No gol, a hora da verdade

Rubem Penz

Acredito que no extremo momento da emoção caem todas as máscaras. Por mais controlado, frio e racional que seja um homem, ao experimentar o pico de algum sentimento, seja ele tensão, angústia, euforia, dor ou compaixão, seus atos serão fiéis ao que se passa no íntimo. Reveladores. Raros instantes de transparência. Por isso, gosto muito de olhar o comportamento de jogadores e comissão técnica na hora do gol. Quer queiram, quer não, estarão contando algo de si diante dos espectadores. Dependendo do jogo, milhões deles. E para sempre.

Por exemplo, quando quem fez um gol corre na direção do alambrado em busca do abraço da torcida: tudo que vejo é um acerto de contas. Uma retribuição de quem estava em dívida ou retirada por se considerar credor. De uma forma ou de outra, havia um prejuízo a ser sanado, e o tento costuma ser a moeda mais valorizada no futebol.
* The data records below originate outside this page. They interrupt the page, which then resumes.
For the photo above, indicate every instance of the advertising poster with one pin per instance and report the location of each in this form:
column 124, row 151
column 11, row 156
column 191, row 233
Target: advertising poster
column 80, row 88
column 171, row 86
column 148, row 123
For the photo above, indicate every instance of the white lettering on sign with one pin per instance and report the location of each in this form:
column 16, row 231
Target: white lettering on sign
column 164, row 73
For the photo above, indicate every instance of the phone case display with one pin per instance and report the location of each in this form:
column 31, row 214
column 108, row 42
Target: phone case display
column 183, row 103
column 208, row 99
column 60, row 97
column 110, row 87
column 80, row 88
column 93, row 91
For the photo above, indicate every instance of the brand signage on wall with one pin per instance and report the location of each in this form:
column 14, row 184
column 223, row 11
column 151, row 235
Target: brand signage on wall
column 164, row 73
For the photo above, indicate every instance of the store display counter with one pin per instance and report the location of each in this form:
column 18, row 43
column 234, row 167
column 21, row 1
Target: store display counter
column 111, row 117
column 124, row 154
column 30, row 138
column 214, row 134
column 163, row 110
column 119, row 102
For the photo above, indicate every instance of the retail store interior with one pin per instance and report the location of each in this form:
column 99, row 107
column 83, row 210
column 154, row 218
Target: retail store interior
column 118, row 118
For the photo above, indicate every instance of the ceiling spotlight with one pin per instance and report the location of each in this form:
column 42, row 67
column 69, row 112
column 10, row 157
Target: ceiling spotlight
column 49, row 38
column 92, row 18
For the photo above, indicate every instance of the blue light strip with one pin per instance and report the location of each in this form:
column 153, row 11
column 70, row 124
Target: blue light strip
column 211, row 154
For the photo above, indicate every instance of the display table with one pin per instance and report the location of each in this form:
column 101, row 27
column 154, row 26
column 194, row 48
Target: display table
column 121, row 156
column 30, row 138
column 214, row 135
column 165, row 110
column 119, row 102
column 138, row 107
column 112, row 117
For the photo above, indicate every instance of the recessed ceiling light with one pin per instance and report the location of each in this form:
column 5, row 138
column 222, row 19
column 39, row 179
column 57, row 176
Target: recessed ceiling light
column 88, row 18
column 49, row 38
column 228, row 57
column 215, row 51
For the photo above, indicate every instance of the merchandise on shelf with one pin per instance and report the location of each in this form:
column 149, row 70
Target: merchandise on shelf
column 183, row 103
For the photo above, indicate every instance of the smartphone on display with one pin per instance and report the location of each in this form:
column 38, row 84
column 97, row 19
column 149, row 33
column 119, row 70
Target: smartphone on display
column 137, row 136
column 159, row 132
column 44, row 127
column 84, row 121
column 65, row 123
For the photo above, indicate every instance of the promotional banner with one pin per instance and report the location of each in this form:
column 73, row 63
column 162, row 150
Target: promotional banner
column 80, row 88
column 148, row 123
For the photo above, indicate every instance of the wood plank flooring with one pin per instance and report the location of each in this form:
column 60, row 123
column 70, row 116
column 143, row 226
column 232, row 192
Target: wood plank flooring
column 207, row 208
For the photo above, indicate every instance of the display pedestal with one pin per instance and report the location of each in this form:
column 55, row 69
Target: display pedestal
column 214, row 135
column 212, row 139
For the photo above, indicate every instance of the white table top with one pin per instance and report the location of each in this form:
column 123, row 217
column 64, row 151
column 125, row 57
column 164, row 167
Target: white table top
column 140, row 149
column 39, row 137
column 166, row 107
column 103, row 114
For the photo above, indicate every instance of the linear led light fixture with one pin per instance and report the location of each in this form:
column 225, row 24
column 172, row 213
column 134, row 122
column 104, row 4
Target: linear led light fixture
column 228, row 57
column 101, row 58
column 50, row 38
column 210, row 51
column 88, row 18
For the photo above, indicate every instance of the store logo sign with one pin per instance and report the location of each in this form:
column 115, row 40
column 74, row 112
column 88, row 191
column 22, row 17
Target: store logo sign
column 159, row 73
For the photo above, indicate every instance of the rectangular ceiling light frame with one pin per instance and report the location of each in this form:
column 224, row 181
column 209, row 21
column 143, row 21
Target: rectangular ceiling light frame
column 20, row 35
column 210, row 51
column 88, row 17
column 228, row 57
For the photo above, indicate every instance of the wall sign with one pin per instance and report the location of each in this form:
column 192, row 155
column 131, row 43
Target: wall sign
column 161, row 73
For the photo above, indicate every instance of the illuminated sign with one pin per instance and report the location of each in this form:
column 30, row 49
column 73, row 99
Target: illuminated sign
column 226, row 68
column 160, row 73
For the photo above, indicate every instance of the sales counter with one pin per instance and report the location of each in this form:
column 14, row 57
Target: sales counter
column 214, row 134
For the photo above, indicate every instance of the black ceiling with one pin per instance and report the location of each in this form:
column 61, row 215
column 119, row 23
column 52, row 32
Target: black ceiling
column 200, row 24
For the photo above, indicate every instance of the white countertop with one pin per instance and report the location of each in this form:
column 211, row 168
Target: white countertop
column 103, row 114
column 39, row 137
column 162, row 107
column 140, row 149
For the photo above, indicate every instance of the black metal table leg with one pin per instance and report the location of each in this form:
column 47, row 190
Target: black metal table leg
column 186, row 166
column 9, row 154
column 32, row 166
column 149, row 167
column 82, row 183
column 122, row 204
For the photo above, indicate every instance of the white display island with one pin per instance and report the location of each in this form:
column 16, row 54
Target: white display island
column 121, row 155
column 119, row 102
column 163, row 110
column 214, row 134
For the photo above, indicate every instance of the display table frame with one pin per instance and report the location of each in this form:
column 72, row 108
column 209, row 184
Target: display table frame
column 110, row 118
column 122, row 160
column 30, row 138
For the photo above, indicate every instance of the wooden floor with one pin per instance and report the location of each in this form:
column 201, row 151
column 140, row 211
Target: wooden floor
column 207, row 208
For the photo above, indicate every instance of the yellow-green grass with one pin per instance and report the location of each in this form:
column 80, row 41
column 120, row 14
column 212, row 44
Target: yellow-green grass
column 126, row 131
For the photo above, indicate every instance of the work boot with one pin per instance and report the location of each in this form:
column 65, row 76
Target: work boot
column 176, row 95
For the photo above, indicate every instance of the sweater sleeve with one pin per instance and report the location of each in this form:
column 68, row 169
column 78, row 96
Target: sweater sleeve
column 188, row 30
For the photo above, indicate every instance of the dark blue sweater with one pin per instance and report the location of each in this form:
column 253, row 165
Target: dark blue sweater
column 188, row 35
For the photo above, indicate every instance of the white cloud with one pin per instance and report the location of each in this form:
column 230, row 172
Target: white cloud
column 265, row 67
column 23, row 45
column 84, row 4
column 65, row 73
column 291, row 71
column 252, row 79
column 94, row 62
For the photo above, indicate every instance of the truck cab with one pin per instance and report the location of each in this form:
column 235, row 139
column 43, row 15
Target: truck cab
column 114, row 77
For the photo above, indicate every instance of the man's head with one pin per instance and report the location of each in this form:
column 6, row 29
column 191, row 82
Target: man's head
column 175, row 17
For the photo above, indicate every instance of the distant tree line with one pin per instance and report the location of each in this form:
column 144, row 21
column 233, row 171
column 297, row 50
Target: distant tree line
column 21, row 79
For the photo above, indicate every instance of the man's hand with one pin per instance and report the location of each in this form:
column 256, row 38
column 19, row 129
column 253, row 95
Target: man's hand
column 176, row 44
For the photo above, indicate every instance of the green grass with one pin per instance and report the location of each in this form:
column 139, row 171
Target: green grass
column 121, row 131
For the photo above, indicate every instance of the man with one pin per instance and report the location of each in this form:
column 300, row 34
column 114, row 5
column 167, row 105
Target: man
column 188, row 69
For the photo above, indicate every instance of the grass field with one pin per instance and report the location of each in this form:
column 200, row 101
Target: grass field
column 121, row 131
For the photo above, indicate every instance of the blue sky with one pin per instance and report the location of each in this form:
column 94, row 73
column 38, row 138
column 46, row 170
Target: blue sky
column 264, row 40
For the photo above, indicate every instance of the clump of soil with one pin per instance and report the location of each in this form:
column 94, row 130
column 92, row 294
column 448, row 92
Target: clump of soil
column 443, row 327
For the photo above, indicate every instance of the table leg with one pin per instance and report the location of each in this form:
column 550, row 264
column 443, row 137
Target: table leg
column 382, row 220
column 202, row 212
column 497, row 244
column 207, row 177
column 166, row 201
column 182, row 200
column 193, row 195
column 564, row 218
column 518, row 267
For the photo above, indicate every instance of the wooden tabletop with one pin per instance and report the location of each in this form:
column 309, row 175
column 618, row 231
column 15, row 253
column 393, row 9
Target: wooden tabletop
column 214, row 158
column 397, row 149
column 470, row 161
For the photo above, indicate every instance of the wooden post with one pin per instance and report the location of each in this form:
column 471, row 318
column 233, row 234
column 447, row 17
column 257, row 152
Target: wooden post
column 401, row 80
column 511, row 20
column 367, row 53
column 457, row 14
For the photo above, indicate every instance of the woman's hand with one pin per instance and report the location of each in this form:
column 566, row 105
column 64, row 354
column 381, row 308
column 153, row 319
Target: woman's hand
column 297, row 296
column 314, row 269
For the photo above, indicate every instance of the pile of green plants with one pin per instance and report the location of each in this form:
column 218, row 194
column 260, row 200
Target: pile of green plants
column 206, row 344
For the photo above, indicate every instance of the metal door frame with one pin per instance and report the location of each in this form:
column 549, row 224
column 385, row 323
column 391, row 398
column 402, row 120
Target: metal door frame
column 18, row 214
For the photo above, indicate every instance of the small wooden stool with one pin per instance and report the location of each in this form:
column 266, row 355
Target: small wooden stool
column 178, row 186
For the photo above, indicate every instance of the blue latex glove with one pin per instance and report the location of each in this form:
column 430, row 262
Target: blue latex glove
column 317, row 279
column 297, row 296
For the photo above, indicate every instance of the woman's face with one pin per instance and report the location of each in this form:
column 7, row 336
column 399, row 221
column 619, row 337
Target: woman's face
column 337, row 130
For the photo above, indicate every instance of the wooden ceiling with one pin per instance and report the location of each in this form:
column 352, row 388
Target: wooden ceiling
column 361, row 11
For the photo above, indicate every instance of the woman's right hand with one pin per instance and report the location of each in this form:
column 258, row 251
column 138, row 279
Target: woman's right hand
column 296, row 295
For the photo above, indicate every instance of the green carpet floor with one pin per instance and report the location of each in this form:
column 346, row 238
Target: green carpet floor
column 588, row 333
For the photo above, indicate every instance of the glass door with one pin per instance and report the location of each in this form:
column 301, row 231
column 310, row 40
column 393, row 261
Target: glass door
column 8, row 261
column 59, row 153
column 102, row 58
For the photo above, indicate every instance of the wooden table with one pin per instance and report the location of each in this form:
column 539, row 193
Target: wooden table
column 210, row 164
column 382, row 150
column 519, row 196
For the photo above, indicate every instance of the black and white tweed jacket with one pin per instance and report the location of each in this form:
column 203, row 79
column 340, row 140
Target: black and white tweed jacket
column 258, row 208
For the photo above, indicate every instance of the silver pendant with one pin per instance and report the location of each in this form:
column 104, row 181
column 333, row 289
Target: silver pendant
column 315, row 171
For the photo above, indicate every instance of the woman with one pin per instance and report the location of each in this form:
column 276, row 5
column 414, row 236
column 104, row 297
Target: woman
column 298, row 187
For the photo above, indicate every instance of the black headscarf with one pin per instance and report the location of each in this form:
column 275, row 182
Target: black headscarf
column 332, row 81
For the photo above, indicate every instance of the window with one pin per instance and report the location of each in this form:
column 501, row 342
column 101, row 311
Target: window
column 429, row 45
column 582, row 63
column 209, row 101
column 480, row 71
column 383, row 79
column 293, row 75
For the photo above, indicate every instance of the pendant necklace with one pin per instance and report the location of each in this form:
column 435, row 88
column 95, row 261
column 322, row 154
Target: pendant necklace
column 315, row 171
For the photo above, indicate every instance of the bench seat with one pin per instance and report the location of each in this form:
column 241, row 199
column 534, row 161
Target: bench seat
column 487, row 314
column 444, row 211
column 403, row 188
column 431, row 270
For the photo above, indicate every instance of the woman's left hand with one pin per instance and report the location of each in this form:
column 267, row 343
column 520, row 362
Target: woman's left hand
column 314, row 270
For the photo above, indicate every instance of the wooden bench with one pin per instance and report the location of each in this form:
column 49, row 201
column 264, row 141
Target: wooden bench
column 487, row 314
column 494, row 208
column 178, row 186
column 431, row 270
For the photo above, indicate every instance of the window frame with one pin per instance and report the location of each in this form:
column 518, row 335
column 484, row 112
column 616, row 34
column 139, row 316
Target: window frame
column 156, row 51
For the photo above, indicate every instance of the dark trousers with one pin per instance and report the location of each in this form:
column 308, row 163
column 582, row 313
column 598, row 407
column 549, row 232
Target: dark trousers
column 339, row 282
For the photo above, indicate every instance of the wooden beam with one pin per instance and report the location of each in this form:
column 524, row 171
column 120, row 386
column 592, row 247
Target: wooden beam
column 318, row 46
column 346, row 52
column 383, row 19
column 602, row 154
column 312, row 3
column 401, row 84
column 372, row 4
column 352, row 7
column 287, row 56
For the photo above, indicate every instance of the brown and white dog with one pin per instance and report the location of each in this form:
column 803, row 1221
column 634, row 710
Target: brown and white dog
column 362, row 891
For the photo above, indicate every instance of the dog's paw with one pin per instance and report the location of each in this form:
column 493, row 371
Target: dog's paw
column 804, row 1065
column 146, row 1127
Outra cena, mais fácil de ser interpretada, é o abraço no técnico: gratidão pelo voto de confiança, dividendos de um investimento anímico fundamental para que a vitória pessoal sobre o time adversário fosse alcançada. Enternecedor.

A descompressão de uma enxurrada de palavrões também é bastante comum em se tratando de futebol. Não há alegria – o que vemos é um brado de raiva, rancor e ódio contra, muitas vezes, uma situação limite de fracasso pessoal ou de grupo. Um desabafo, uma catarse, um expurgo. Bem diferente daquele buscar sombrio da bola vivido pelo Oscar na fatídica derrota brasileira diante da Alemanha na Copa do Mundo. Seu (nosso) gol de honra que jamais poderia ser comemorado. Ao juntar a bola e baixar a cabeça, o jovem meio-campista protagonizou com muita verdade e altivez uma cena que entra para a história do esporte. Gesto triste, sim. Mas íntegro.

Talvez por pensar assim, vejo com muita ressalva as danças programadas e o desfilar debochado na direção das câmeras da TV, para longe dos colegas, da torcida, dos fatos. Não creio que, agindo assim, o atleta esteja realmente comprometido com o significado do momento. Ou melhor, mensuro em tal atitude o verdadeiro valor do gol para ele: um acréscimo nos milhões que virão dos patrocinadores. Ok, sou um romântico. E o futebol explora nosso amor para faturar cifras inimagináveis: o singelo maneio de mãos de uma estrela do esporte, em momento e endereço certos, se reflete até na Bolsa de Valores do Nova Iorque. Mas gosto de pensar em um mundo onde o dinheiro seja submetido ao talento, e não o contrário.

Ainda assim, vale a primeira frase: no extremo momento da emoção, como na hora do gol, caem todas as máscaras.